Dear GSL developers,
I think there is an error in equation defining the lag-1
autocorrelation in the manual (Statistics->Autocorrelation)
https://www.gnu.org/software/gsl/manual/html_node/Autocorrelation.html
Currently it is written as:
a_1 = {\sum_{i = 1}^{n} (x_{i} - \Hat\mu) (x_{i-1} - \Hat\mu)
\over
\sum_{i = 1}^{n} (x_{i} - \Hat\mu) (x_{i} - \Hat\mu)}
and since the summation starts from 1, for i=1 the numerator refers to
x_{1-1} which is undefined (if x_0 is defined it will be ignored by
summation in the denominator, which is strange).
I think instead the equation should be written as:
a_1 = {\sum\limits_{i = 1}^{N-1} (x_{i} - \Hat\mu) (x_{i+1} -
\Hat\mu)
\over
\sum\limits_{i = 1}^{N} (x_{i} - \Hat\mu)^2}
The error is in the manual, not in the code.

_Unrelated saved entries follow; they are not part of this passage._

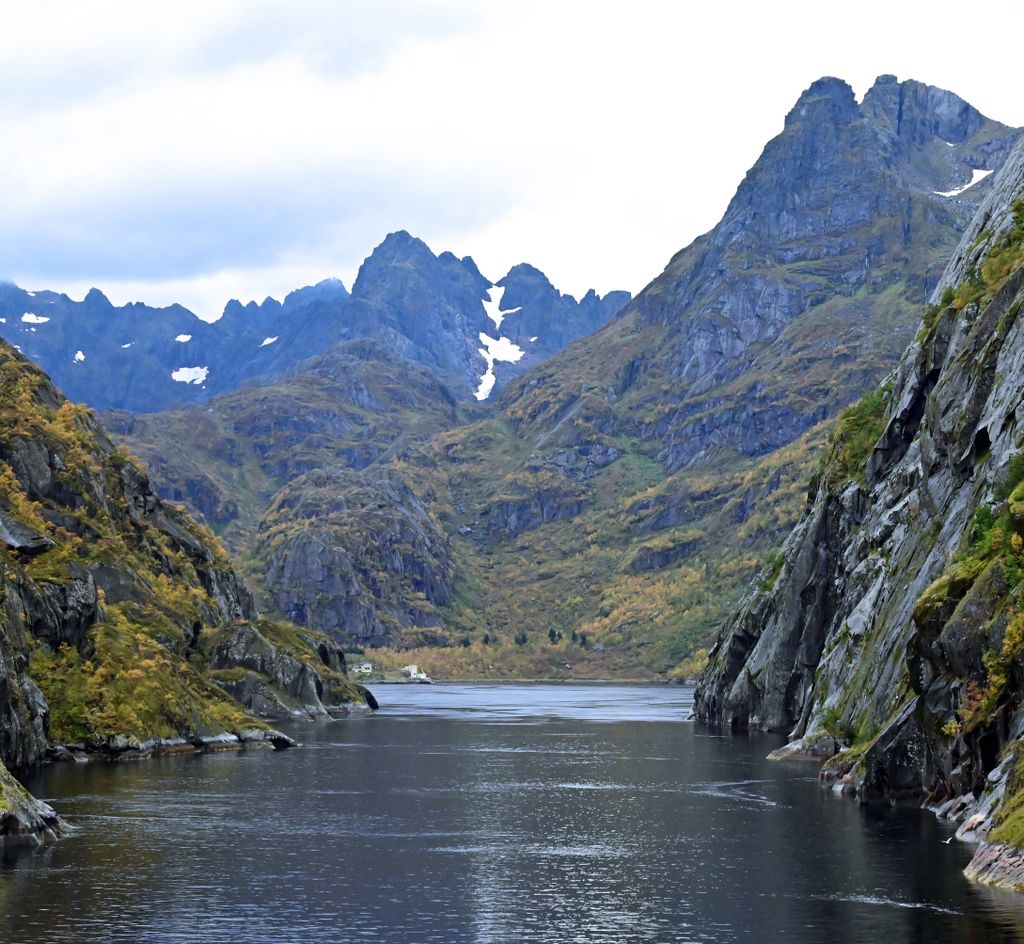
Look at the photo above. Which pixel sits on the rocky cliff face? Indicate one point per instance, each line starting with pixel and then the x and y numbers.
pixel 630 485
pixel 806 288
pixel 110 598
pixel 356 555
pixel 893 626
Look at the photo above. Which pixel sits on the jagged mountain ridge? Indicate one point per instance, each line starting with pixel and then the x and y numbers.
pixel 428 309
pixel 644 470
pixel 893 625
pixel 664 453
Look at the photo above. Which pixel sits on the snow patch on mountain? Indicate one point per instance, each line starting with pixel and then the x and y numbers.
pixel 976 177
pixel 493 307
pixel 495 349
pixel 190 375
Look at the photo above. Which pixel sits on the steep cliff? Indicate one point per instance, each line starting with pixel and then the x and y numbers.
pixel 114 604
pixel 628 488
pixel 892 627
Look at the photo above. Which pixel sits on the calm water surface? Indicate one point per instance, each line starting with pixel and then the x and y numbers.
pixel 492 813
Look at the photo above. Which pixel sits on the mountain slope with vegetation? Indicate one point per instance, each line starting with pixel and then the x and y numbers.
pixel 894 629
pixel 628 489
pixel 606 513
pixel 123 625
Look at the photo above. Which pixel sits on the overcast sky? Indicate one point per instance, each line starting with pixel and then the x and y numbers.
pixel 197 152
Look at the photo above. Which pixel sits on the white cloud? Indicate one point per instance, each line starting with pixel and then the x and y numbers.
pixel 244 148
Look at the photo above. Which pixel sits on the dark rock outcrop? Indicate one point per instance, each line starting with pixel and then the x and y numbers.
pixel 892 620
pixel 354 555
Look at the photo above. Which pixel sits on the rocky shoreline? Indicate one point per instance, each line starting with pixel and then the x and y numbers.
pixel 993 863
pixel 25 820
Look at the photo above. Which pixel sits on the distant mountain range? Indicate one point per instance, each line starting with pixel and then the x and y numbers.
pixel 437 311
pixel 605 509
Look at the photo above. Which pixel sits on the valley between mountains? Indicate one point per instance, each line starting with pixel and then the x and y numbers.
pixel 791 465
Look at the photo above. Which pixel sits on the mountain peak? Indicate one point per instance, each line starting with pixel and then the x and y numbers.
pixel 826 99
pixel 95 297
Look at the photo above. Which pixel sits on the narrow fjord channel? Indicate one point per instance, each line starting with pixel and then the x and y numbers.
pixel 491 813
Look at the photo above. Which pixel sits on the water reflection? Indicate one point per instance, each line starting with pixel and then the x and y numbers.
pixel 492 814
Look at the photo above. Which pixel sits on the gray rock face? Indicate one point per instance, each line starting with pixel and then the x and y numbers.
pixel 803 296
pixel 846 636
pixel 354 555
pixel 276 682
pixel 25 820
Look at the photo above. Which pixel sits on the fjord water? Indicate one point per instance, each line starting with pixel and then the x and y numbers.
pixel 491 813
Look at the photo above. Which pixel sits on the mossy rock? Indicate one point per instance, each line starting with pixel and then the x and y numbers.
pixel 937 603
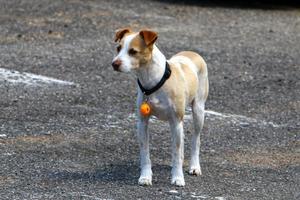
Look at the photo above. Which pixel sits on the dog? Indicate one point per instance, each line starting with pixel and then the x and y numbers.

The pice of code below shows that the suggested equation is consistent
with what is actually implemented in the GSL code. The difference
between values returned by my naive implementation and the library
implementation seems to be <1e-16 which is expected for double
precision computations.
With best wishes,
Kirill Sokolovsky
//################ compare_lag1.c ################//
#include <stdio.h>
#include <math.h>
#include <gsl/gsl_statistics_double.h>
double my_lag1_autocorrelation(double * data, int N){
int i;
double u,d,mean;
mean=gsl_stats_mean( data, 1, N);
u=d=0.0;
for(i=0;i<N-1;i++)u+=(data[i]-mean)*(data[i+1]-mean);
for(i=0;i<N;i++)d+=(data[i]-mean)*(data[i]-mean);
return u/d;
}
int main(){
double r_my,r_gsl;
double data[10000];
int i,N;
N=0;
while( -1<fscanf(stdin,"%lf",&data[N]) )N++;
r_gsl=gsl_stats_lag1_autocorrelation( data, 1, N);
r_my=my_lag1_autocorrelation( data, N);
fprintf(stdout,"%lf - %lf = %lg\n",r_gsl,r_my,r_gsl-r_my);
return 0;
}